The tally was 238 in favor, 112 opposed. In order to pass, 234 “yea” votes were needed. The turnout of 357 represented just over 9 percent of the 3,804 registered voters.
A citizens’ Watershed Study Committee led by Selectman John McNinch produced the proposal to preserve the scenic and natural resources of the town-owned land, with no restrictions on Water Department work within the 120-acre watershed surrounding the two reservoirs.
“We’re not giving this land away,” McNinch said.
Berkshire Natural Resources Council President Tad Ames contended that existing state protection is riddled with loopholes, is open to interpretation and doesn’t offer “a strong and enduring enough layer of protection.” The top priorities of the conservation restriction are to maintain local control and ensure minimal “bureaucratic burden” on the town’s DPW, he stated.
The Natural Resources Council and Lenox Conservation Commission will have “the right to prevent development if such a notion is brought forward. Beyond that, they don’t have any right to dictate to the town,” Ames added.
Former Selectman Richard Piretti said that control of the land should remain solely with residents.
“We have done an excellent job of managing that piece of property,” he said. Piretti described the proposed restriction as “almost like a land grab,” adding that future generations would be “shackled” with hands tied.
But Conservation Commission Chairman Neal Carpenter responded that while the restriction gives the town and its Water Department “full control over all the land, the [conservation restriction] protects open space for generations to come.”
“The watershed land should be managed solely for water supply,” said Richard Fuore, Water Department foreman for the past 27 years. “The town should not have to go through a private association to do work on its own land.

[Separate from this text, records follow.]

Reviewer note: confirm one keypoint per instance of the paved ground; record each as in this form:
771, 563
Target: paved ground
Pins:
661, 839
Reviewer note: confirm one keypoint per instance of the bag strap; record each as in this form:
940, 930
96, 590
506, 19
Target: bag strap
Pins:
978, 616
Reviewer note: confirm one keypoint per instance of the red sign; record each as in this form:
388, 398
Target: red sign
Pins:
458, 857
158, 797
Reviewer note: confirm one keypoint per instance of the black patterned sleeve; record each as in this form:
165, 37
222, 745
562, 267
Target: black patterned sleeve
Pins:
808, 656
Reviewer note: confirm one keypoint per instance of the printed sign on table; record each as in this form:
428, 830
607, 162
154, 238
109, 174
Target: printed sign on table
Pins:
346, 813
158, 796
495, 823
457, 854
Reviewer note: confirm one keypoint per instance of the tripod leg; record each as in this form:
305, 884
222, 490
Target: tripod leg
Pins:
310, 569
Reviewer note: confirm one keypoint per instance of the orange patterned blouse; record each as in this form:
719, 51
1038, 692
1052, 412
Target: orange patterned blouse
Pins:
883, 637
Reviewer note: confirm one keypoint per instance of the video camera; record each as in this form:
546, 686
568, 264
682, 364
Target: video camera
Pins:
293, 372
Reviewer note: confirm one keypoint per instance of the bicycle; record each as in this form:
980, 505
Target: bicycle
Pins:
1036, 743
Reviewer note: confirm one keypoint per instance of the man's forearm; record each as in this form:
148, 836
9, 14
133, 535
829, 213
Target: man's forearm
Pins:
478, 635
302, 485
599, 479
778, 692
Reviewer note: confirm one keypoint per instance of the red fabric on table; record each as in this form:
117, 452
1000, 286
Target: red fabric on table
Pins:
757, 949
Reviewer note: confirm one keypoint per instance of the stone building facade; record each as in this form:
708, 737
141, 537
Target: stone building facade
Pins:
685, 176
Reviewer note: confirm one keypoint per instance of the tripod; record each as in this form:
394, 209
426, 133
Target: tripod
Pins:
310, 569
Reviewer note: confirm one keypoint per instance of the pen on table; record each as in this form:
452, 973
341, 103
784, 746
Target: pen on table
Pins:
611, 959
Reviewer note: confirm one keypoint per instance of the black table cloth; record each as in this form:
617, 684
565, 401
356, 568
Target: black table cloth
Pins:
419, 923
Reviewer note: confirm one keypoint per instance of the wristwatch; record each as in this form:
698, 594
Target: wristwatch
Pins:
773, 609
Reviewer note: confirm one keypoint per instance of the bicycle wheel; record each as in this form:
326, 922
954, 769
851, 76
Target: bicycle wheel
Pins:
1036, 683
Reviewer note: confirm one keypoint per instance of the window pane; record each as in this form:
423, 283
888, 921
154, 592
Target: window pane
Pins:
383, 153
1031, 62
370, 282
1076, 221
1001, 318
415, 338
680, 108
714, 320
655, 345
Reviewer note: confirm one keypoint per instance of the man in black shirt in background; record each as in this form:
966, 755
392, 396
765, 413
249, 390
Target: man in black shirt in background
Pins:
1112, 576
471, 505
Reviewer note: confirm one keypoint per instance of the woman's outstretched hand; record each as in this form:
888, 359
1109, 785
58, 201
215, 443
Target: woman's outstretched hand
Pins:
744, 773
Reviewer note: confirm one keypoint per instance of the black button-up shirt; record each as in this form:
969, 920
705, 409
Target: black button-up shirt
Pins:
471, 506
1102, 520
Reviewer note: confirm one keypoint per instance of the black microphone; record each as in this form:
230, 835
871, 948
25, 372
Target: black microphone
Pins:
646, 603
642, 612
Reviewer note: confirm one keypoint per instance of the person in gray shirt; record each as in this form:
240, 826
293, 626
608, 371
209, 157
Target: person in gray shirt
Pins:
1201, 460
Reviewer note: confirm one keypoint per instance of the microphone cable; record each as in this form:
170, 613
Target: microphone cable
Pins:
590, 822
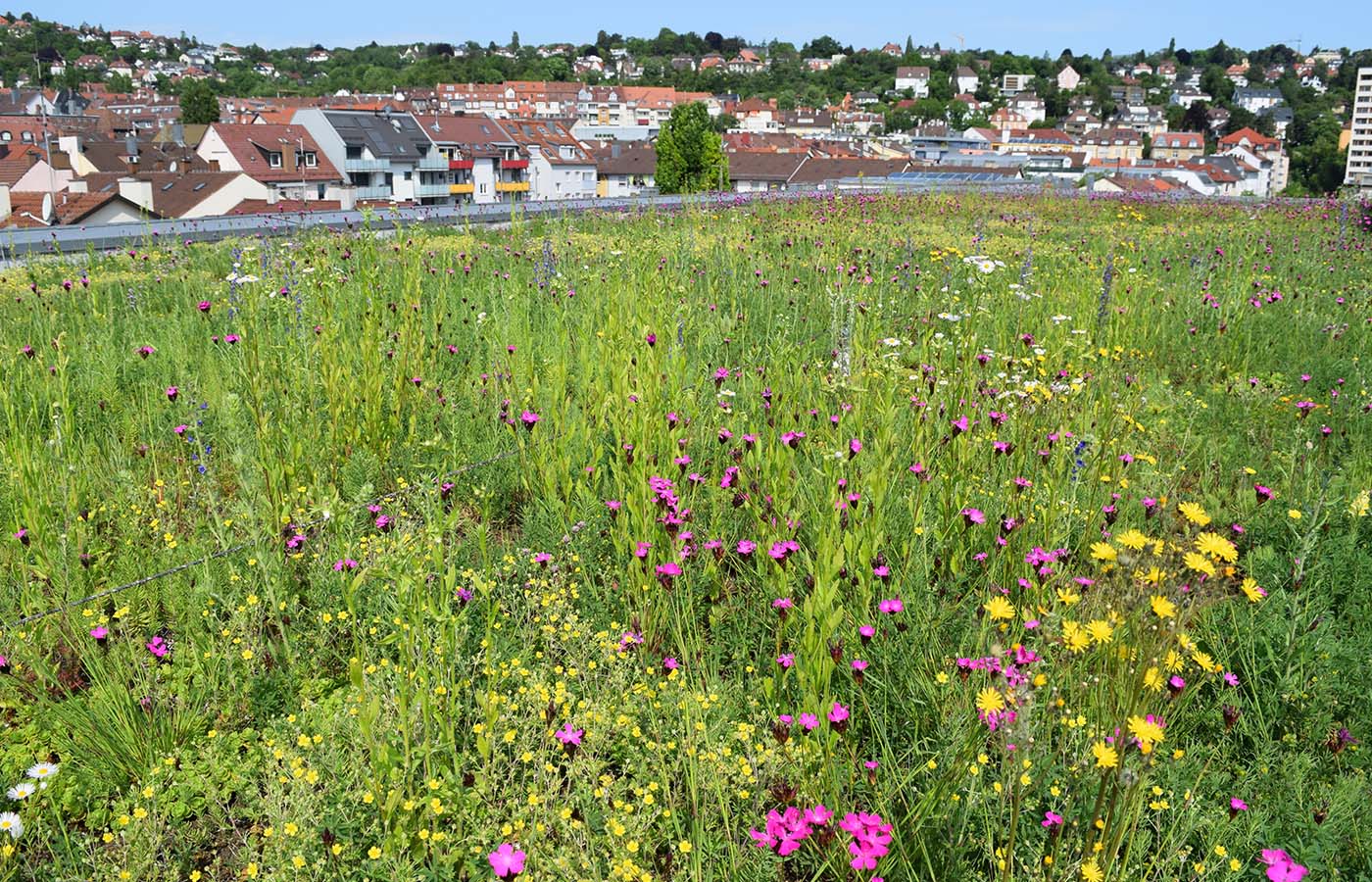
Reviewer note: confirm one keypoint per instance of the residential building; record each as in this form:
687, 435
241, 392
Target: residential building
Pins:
1014, 84
284, 158
384, 155
1358, 171
912, 78
559, 165
484, 162
1259, 153
177, 195
1257, 100
624, 171
1177, 146
964, 79
1117, 146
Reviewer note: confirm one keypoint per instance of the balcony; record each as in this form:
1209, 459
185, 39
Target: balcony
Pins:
367, 165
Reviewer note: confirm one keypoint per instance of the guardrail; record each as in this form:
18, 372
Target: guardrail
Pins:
57, 240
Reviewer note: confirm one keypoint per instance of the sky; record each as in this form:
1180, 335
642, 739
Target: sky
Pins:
1086, 26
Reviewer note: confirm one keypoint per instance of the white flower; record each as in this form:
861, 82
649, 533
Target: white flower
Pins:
43, 771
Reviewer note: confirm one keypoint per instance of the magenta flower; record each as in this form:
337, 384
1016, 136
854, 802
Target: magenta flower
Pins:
1280, 867
507, 861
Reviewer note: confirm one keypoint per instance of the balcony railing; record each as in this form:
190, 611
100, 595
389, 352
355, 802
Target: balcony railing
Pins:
367, 165
431, 189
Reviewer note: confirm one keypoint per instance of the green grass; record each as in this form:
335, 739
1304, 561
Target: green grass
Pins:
345, 697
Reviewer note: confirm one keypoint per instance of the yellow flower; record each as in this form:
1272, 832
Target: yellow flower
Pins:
1132, 539
1001, 608
1162, 607
1217, 546
990, 701
1200, 563
1194, 514
1146, 731
1074, 638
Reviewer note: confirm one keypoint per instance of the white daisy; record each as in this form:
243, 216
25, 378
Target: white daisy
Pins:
41, 771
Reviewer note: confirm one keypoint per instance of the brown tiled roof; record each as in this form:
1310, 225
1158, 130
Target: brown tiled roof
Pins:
173, 194
251, 146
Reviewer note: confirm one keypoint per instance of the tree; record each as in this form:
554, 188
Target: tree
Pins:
690, 157
822, 47
198, 103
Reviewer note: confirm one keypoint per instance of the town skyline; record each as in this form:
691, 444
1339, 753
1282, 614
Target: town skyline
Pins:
1076, 24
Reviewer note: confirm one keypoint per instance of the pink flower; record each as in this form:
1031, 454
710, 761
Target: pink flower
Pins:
1280, 867
507, 861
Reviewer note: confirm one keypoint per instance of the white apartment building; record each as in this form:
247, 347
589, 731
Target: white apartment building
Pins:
1360, 146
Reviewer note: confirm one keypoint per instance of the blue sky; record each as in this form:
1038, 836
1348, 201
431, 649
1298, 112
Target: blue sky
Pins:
1029, 27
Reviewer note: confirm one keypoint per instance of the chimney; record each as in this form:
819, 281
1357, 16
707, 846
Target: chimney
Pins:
137, 191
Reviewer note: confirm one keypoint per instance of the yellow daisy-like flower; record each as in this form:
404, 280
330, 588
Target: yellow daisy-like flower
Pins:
1146, 731
1073, 637
1251, 590
990, 701
1217, 546
1200, 563
1194, 512
1001, 608
1162, 608
1132, 539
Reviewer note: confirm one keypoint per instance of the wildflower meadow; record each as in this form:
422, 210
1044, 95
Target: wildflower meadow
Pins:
854, 538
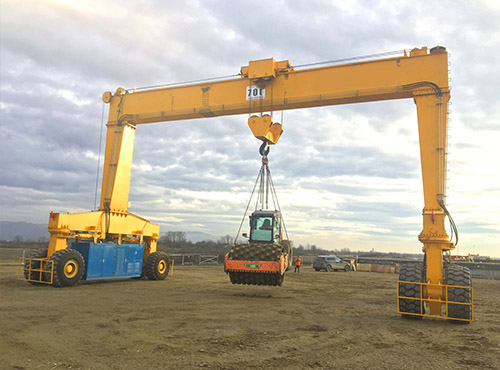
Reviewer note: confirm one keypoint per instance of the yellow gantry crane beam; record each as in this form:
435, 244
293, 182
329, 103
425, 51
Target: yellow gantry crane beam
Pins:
267, 86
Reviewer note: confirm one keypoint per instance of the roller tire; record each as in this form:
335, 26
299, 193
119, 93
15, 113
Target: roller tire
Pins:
35, 275
157, 266
68, 268
411, 273
459, 275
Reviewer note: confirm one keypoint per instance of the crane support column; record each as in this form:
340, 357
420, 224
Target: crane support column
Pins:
432, 115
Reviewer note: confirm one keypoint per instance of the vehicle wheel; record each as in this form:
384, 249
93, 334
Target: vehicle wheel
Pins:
411, 273
68, 267
157, 266
35, 275
459, 275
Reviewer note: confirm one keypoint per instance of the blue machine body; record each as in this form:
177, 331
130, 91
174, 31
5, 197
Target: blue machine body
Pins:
110, 261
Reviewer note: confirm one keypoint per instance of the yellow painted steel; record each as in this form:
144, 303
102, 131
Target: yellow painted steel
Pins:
162, 266
264, 129
171, 269
442, 302
266, 86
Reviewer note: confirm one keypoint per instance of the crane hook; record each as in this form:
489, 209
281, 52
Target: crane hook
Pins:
264, 149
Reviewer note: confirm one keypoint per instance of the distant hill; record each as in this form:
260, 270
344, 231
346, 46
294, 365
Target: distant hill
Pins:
198, 236
23, 230
28, 231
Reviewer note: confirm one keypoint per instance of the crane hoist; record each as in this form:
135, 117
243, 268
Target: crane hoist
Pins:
267, 255
80, 242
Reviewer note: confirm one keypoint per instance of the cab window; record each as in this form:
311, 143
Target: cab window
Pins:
262, 229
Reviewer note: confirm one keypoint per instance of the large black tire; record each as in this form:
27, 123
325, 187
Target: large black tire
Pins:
157, 266
411, 273
68, 267
34, 275
459, 275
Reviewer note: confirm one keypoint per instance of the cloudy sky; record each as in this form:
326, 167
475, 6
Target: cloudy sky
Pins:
346, 176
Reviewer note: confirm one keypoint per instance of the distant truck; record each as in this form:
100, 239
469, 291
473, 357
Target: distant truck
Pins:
330, 263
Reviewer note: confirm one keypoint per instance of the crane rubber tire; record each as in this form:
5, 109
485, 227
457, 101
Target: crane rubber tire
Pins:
35, 275
459, 275
68, 267
157, 266
411, 273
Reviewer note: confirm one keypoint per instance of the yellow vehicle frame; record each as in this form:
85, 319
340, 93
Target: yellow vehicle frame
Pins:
421, 75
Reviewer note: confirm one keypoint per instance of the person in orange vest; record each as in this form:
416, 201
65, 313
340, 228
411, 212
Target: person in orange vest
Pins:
298, 260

The watershed is the most precious land we have.”
Public Works Superintendent Sean VanDeusen urged town control of the area for future generations “rather than a third-party, non-resident organization not beholden to the local democratic process.”
VanDeusen maintained that the Berkshire Natural Resources Council would have “total veto power over future decision-making processes about what happens on Yokun Ridge. Under their plan, BNRC decisions are final and binding. They are an overseer and a policing agency, but our town and its DPW can police itself.:
“Putting this land in a [conservation restriction] will prevent things like the Kennedy Park Belvedere from happening in the future, by mistake, knowingly or by chance,” said Patty Spector.
Local hotel owner Joseph Toole objected to the permanence of the restriction. “We’re never going to get out of this,” he said, because it would undermine trust in the Berkshire Natural Resources Council to exit a land stewardship.
“I don’t see the BNRC as an enemy here,” said Kate McNulty Vaughan, a Lenox Land Trust officer. “I’m shocked that people are portraying them that way. They are in partnership with us.”
She asserted that the agreement is tilted in favor of the town.
“We will own the land forever, just as we do now,” she said, urging a vote in favor.
“You’ll understand the reason we went to the calculator,” said Town Moderator Hugh Cowhig as officials huddled over the final tally.
Cowhig announced the outcome to applause, cheers and whistling, adding: “This has been a very hotly debated item. You people are to be commended for the manner in which you handled this discussion, everyone was polite, respectful, and I thank you for your cooperation.”